FDL: High stakes AI research still possible during the era of Covid-19

Frontier Development Lab (FDL) – an artificial intelligence research accelerator for space science – has kicked off its 2020 program on a virtual platform with researchers and faculty from across the globe.  

The Luxembourg Space Agency partners with FDL for the 4th consecutive year.

The teams, comprised of early-career PhDs in AI and interdisciplinary science domains, are supported by subject matter experts from NASA (including NASA Headquarters, NASA Ames Research Center and NASA Marshall Space Flight Center) and the SETI Institute together with FDL Partners: Google Cloud, Mayo Clinic, Lockheed Martin, MIT, USGS, IBM, Intel AI, Luxembourg Space Agency, NVIDIA, Planet and Augustus Intelligence. Along with expertise, FDL partner organisations support advanced AI research by providing funding, hardware, AI/ML algorithms, datasets, software and cloud-based super-compute resources.

“We celebrate the 5th anniversary of FDL with new partners, including the Mayo Clinic, MIT, USGS and Planet Labs – and new challenges as we enter the uncharted waters of executing FDL in a virtual environment,” said Bill Diamond, President and CEO of the SETI Institute. “We are matching these extraordinary times with extraordinary researchers, faculty, partners and research topics, and once again, we anticipate extraordinary results.”

Marc Serres, CEO of the Luxembourg Space Agency, said: “The Luxembourg Space Agency is excited to partner for the 4th consecutive year with the NASA Frontier Development Lab and organise a challenge on space resources.

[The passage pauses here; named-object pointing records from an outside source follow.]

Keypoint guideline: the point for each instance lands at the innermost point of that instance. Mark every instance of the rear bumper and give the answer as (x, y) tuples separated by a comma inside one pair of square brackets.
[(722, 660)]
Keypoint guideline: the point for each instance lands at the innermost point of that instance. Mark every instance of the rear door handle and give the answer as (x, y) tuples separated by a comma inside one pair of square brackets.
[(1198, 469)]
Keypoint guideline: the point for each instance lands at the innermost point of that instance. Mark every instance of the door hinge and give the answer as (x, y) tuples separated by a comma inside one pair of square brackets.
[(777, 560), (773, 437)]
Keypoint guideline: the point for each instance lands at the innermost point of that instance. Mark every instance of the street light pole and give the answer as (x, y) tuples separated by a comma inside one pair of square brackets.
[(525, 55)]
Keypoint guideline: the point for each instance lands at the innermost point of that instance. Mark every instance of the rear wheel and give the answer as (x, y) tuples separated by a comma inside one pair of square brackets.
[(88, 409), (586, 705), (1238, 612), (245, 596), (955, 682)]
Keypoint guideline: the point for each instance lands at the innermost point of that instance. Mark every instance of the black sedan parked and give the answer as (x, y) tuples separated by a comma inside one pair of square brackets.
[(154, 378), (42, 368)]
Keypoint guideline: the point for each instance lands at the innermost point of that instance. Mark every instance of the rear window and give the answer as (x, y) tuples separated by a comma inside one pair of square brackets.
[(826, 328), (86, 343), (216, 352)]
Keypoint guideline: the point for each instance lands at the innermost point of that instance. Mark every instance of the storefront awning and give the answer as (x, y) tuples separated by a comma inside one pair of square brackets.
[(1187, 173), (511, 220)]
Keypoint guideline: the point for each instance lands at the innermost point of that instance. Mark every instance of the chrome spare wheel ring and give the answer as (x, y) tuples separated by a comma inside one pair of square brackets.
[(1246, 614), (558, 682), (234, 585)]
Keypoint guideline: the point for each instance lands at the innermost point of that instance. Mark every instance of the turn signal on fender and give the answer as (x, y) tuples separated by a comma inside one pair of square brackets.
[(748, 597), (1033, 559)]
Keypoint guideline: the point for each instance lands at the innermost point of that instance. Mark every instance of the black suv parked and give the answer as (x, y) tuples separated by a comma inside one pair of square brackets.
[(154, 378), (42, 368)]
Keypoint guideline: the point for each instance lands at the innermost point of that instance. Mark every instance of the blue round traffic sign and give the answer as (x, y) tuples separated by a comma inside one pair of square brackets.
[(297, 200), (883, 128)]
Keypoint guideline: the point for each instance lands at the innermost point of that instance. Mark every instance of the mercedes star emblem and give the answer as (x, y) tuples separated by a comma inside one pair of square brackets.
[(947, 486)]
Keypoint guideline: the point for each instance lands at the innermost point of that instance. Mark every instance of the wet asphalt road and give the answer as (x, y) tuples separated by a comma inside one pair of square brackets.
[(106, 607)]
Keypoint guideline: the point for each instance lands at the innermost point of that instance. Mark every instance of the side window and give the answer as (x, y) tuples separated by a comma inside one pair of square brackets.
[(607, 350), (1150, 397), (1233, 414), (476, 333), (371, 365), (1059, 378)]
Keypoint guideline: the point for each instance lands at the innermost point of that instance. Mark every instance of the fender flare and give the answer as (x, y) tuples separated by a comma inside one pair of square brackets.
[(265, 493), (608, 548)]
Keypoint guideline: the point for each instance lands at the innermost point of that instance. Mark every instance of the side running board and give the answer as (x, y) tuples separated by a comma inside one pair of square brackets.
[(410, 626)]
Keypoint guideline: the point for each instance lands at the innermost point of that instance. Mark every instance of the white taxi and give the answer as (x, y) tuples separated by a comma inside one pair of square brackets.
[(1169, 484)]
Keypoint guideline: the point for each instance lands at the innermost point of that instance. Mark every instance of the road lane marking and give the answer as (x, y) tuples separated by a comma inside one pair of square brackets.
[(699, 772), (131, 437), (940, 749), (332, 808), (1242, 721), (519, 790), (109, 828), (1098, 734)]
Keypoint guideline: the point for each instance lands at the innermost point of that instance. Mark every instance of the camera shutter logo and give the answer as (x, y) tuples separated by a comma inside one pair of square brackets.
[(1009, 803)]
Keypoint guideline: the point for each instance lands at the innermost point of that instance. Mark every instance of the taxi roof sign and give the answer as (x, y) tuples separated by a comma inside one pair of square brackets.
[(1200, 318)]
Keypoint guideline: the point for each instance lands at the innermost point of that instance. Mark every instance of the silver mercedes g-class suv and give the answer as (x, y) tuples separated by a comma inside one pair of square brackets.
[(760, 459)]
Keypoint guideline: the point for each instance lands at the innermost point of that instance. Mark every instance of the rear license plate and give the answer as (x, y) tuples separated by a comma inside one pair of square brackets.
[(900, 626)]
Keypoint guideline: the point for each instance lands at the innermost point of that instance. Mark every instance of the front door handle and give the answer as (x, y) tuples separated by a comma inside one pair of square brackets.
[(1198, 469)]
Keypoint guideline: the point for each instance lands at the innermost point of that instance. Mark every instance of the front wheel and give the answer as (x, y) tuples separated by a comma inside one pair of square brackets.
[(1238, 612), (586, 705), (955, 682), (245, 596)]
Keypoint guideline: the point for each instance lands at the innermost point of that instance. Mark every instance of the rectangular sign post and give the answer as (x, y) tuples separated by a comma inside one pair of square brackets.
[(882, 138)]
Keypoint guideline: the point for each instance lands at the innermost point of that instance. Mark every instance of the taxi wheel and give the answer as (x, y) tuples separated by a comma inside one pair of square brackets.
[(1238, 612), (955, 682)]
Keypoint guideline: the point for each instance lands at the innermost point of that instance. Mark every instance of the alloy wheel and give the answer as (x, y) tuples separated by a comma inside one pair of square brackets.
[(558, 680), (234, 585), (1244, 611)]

We are very curious to discover the high resolution images of the Permanently Shadowed Regions produced by the Moon for Good team in the challenge “Where is the ice? - AI-driven denoising of high-resolution PSR NAC imagery”, which can contribute to even better mission planning and target selection of future lunar surface missions. Acknowledging the positive energy that is needed to organise such a challenge under the current circumstances, we fully support the FDL 2020 edition in a virtual environment.”

INTERVIEW: Luxembourg, Guy Schumann - FDL mentor

FDL has demonstrated the potential of applied AI to deliver game-changing results to the space program, supported by a consortium of motivated partners. This approach has proven critical in unlocking meaningful progress in the complex and often systemic nature of AI problems.

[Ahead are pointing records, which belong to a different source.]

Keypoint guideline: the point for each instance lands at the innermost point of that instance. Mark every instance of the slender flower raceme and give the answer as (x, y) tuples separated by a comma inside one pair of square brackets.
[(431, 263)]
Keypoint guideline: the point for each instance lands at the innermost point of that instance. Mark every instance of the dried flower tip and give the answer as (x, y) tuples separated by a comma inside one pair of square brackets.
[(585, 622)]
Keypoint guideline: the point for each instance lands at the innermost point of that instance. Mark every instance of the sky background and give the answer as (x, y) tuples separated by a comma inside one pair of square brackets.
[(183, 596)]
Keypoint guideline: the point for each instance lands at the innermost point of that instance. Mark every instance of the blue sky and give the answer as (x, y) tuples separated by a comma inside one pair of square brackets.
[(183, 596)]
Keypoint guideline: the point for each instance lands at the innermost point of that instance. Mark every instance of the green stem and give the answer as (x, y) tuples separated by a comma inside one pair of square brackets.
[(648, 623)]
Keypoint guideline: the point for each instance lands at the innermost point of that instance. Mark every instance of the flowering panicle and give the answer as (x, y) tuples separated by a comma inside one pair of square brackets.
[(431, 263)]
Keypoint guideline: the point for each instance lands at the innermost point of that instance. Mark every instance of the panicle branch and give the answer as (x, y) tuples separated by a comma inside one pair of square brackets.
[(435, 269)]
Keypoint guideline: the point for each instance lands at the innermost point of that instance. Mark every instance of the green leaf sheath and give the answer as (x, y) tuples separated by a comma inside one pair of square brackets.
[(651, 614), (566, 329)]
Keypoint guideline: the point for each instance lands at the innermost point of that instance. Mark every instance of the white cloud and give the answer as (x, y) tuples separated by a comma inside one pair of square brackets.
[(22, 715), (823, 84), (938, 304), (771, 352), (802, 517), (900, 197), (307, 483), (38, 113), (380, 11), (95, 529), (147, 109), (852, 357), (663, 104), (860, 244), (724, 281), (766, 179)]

Over the last five years, FDL has shown the potential for both scientific discovery and engineering, from predicting GPS scintillation to co-operative robots on the Moon. Additionally, the work informs better, earlier decisions, building maps, super-charging predictions and planning strategies within complex systems.

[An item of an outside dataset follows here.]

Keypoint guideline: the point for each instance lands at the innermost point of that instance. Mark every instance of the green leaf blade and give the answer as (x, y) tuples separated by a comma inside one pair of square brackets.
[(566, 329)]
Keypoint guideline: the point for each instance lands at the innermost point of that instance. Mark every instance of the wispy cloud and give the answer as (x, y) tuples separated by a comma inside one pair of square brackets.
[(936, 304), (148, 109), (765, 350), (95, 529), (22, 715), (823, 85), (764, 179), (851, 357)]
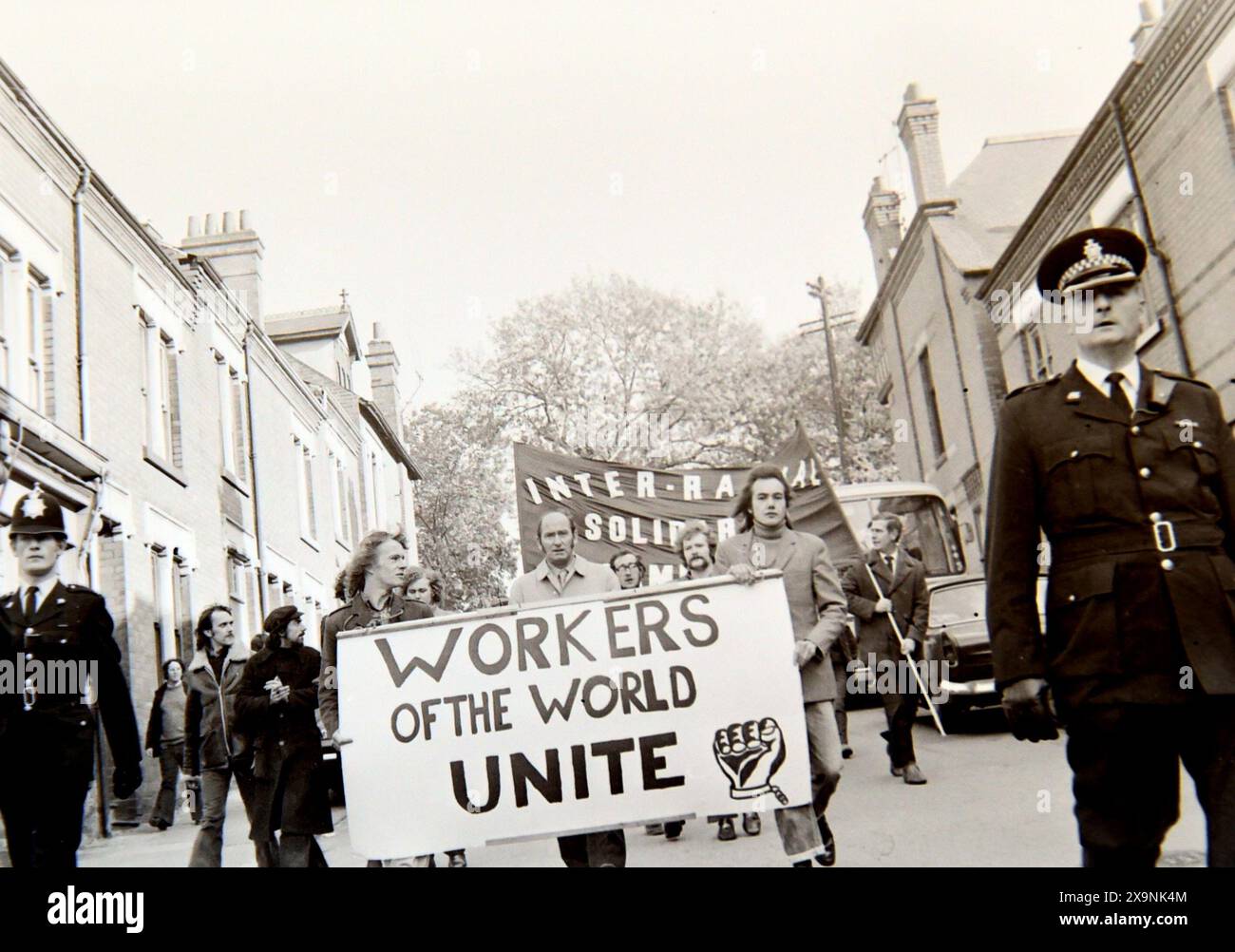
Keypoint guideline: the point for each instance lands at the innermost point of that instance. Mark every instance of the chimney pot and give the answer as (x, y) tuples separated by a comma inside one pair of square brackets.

FDL’s goal is to apply these impressive new capabilities — many of which are emerging in the commercial sector — to problems important to space exploration and humanity.

 The work produced by FDL researchers over the past four years has resulted in:

  • 26 machine learning workflows
  • 10 enhanced data products
  • A #1 paper on arXiv in space physics
  • A best paper at NeurIPS climate change and AI workshop
  • Participation in 30+ scientific and AI conferences
  • 12 papers presented at NeurIPS and 6 at AGU in 2019
  • More than 60 blogs and articles in major media outlets

Teamwork is core to the FDL process. This year's program is comprised of a diverse group of over 100 researchers located around the world, representing important diversity in nationality, race and gender and more to bring their unique perspectives to this intense and rewarding work of developing cutting edge AI applications for space exploration and humankind.

About the NASA Frontier Development Lab (FDL)

Hosted by the SETI Institute, NASA FDL is an applied artificial intelligence research accelerator developed in partnership with NASA's Ames Research Center.  Founded in 2016, the NASA FDL aims to apply AI technologies to challenges in space exploration by pairing machine learning expertise with space science and exploration researchers from academia and industry. These interdisciplinary teams address tightly defined problems, and the format encourages rapid iteration and prototyping to create outputs with meaningful application to the space program and humanity.